In thermal transfer printing, ink is transferred from the ribbon to the label using heat that results in a permanent print. There exists a specific ribbon type for each kind of label material so choosing the right combination of ribbon and label material is requisite for the durability and high quality of the finished product. This type of printing works with all three grades of ribbons, wax being the most popular and best suited for semi-gloss and matte labels, wax/resin being suitable for synthetic labels, and resin suitable for coated synthetic labels. This type offers a large variety of face stock and adhesive options owing to its lower heat settings as compared to other label printing technologies. The thermal transfer type is preferred by industries for durable and high-quality labels. Large and continuous thermal transfer printing systems are professionally used to perform a high volume of work whereas entry-level desktop models are used for small level printing.

Direct Thermal Printing

DT printing is very much similar to thermal transfer printing technology but it lacks the requirement of the ink ribbon. The printed images are created with the help of a special heat-activated chemical present beneath the label along with the heat-sensitive paper. The chemical used in this type is quite expensive and thus increases the overall cost of the labels but the cost of ink ribbons is minimized. These labels are best suitable for short duration applications as they cannot withstand heat, UV exposure, and sunlight and fade away. Too much heat is required to get as sharp and vibrant results as thermal transfer printers but this heat intensity can drastically effect the line definition. Some printers can switch between thermal transfer and direct thermal mode as well.

Laser Printing

In this type of printing, dry toners either in black or full colour are used for laser sheets. This leads us to the choice of adding graphics and using color-coding. It results in quite durable print results even if exposed to UV light but intensive chemical exposure can harm the labels and shrink their durability. A cartridge system of wet ink is used and this type of label printing is very economical technology. The standard sheet-fed printers can be used for laser and inkjet labels, and are very cost-effective for on the spot, on-demand printing. A major problem with this type of printers is that they print the whole sheet, so if a single or two labels are required, you still need to run the full sheet through the printer. Moreover, a printed sheet can jam the printer if you run it through the printer again.

Types of label printers

The label printers can be categorized into the following types as per their area of use and capabilities.

Desktop label printers

Desktop label printers are the simple printers that are required to perform light to medium volume printing and are very cost-effective. They can use a stock roll up to 4 inches wide.

Commercial label printers

These printers are used for medium-duty and are capable of holding a stock of roll of about 8 inches in width.

Industrial label printers

Industrial label printers are designed to perform heavy duty work and continuous operations at large industries and factories.
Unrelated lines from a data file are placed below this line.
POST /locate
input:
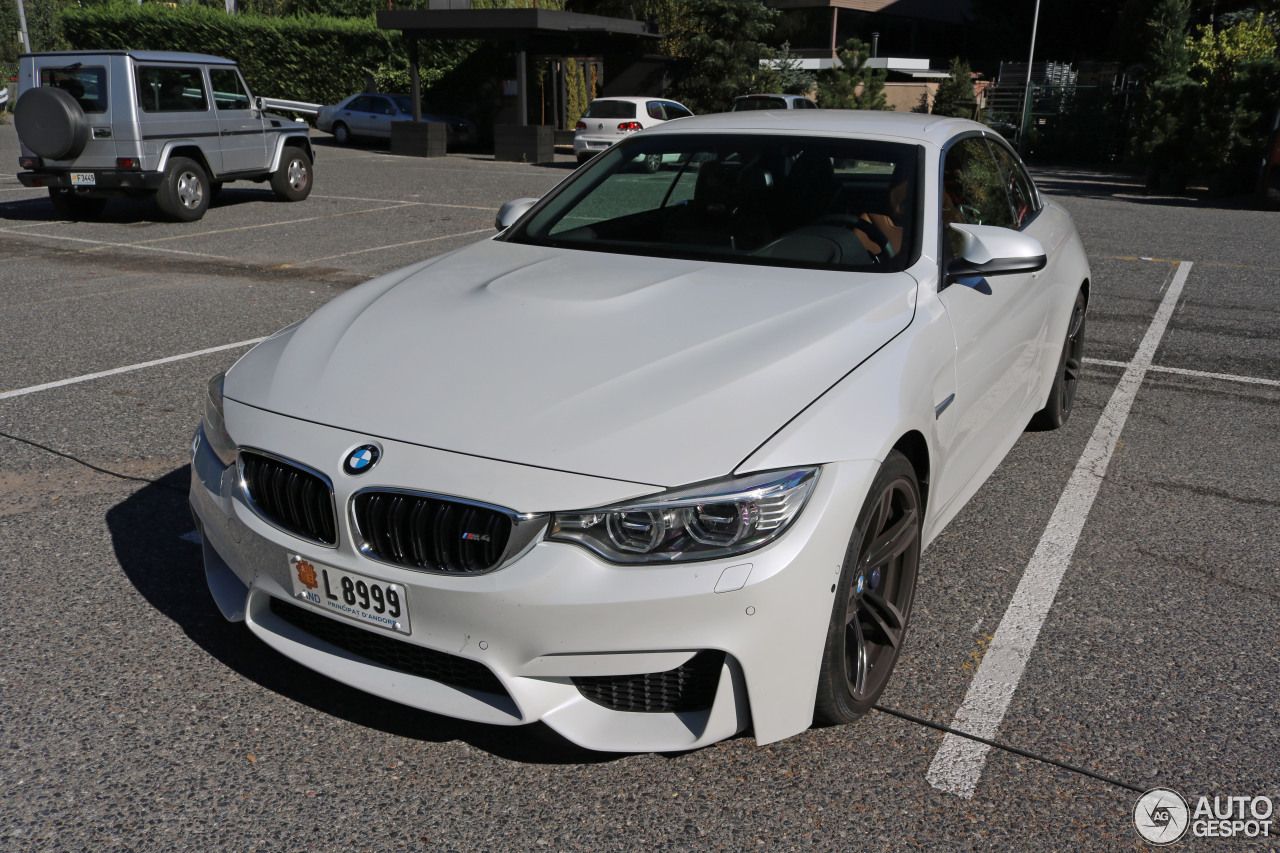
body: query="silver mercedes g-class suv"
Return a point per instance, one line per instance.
(95, 124)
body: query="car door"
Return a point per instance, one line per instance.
(997, 322)
(242, 132)
(173, 104)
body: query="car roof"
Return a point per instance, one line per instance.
(635, 99)
(935, 129)
(144, 55)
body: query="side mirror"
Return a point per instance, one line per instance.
(988, 250)
(511, 211)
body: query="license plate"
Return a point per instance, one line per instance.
(365, 600)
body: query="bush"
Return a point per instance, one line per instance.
(310, 58)
(853, 86)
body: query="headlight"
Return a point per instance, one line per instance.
(705, 521)
(215, 430)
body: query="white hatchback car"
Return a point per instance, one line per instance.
(608, 119)
(656, 463)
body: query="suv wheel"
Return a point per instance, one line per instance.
(292, 181)
(72, 206)
(184, 190)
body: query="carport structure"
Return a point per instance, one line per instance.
(531, 31)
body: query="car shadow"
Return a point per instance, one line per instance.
(147, 533)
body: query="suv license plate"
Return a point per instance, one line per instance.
(365, 600)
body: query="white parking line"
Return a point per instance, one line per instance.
(106, 243)
(131, 368)
(1198, 374)
(958, 765)
(405, 201)
(394, 205)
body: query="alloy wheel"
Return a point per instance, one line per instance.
(881, 591)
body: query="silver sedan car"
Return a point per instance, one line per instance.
(370, 115)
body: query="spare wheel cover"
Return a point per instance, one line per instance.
(51, 123)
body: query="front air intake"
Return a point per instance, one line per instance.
(689, 687)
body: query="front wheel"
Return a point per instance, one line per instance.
(292, 181)
(1066, 379)
(873, 596)
(183, 191)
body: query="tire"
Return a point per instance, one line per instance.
(873, 596)
(292, 181)
(1066, 379)
(184, 190)
(51, 123)
(72, 206)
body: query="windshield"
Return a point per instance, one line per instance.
(749, 199)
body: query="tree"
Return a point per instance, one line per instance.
(1217, 55)
(784, 74)
(853, 86)
(1166, 39)
(718, 45)
(955, 94)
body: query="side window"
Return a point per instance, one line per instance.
(1022, 191)
(229, 92)
(86, 85)
(163, 89)
(973, 188)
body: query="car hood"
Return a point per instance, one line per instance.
(650, 370)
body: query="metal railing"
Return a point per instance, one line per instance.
(292, 106)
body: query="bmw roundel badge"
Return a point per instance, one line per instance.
(361, 459)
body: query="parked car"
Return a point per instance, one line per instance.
(772, 103)
(370, 115)
(608, 119)
(95, 124)
(658, 460)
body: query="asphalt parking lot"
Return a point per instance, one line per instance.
(1105, 614)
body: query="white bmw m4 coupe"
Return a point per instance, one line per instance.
(657, 463)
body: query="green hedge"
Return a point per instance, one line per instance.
(307, 58)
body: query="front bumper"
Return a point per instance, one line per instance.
(556, 614)
(105, 181)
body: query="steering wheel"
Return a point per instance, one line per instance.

Industrial portable printers

These industrial printers are handy and are used to perform heavy-duty operations where there are no computers. They are handheld and can be taken to the location for on spot operations. They have the application on construction sites and production floors.

RFID Readers

This is a specialized type of label printers that use radio frequency waves for labelling. RFID (Radio Frequency Identification) tagging is done by simultaneously printing and encoding on the tags enclosed in labelling material. There are many applications of RFID including vehicle tagging, Race timing, Inventory tracking, and much more. The barcode system having dozens of applications also falls under this category.

Personal label printers or label makers

These are portable small devices used in home, office, or small businesses. These printers are generally inexpensive and are best suited for low volume applications, the only drawback is that they require special tapes for printing which are quite expensive at times.

Label printer applicators

They are used for automation of the labelling process technology. These applicators are required at warehouses and manufacturing areas where large scale continuous labelling is required.

Labelling software

Labelling software is intended to design and format labels for printing. The software is compatible with general-purpose personalized computers and can use native OS printer drivers. A labelling software can use sheet or continuous fed labels in an ordinary computer printer or might work with specialized label printers.

In older times, labelling was done using mechanical systems. Tapes were embossed manually by using a hammer that caused an extrusion on the opposite side of the plate which resulted in visual contrast. Letters were represented on the tapes by this method, but now digital label printing has revolutionized this area and dominated the method of embossing.